Unfortunately, an error has occurred:
timed out waiting for the condition
This error is likely caused by:
- The kubelet is not running
- The kubelet is unhealthy due to a misconfiguration of the node in some way (required cgroups disabled)
If you are on a systemd-powered system, you can try to troubleshoot the error with the following commands:
- 'systemctl status kubelet'
- 'journalctl -xeu kubelet'
Additionally, a control plane component may have crashed or exited when started by the container runtime.
To troubleshoot, list all containers using your preferred container runtimes CLI.

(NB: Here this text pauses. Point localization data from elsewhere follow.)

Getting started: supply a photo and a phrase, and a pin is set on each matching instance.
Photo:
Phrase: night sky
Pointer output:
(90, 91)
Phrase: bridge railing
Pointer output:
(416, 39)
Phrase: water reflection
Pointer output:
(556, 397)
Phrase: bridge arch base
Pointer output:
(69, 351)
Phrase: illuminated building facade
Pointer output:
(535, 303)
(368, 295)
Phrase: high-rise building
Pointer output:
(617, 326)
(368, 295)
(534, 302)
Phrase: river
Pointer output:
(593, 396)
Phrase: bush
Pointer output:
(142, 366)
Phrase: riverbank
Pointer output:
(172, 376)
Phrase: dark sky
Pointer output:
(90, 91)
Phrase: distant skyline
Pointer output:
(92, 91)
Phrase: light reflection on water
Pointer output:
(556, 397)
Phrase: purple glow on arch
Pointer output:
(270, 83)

Here is one example how you may list all Kubernetes containers running in docker:
- 'docker ps -a | grep kube | grep -v pause'
Once you have found the failing container, you can inspect its logs with:
- 'docker logs CONTAINERID'
error execution phase wait-control-plane: couldn’t initialize a Kubernetes cluster
To see the stack trace of this error execute with --v=5 or higher
Parvesh Kumar:
after docker restart it worked
Unmesh Patil:
Thx @James will try this out shortly. I’ve been trying to complete that lab since morning, but experiencing various connectivity issues to the lab. I will try again in some time.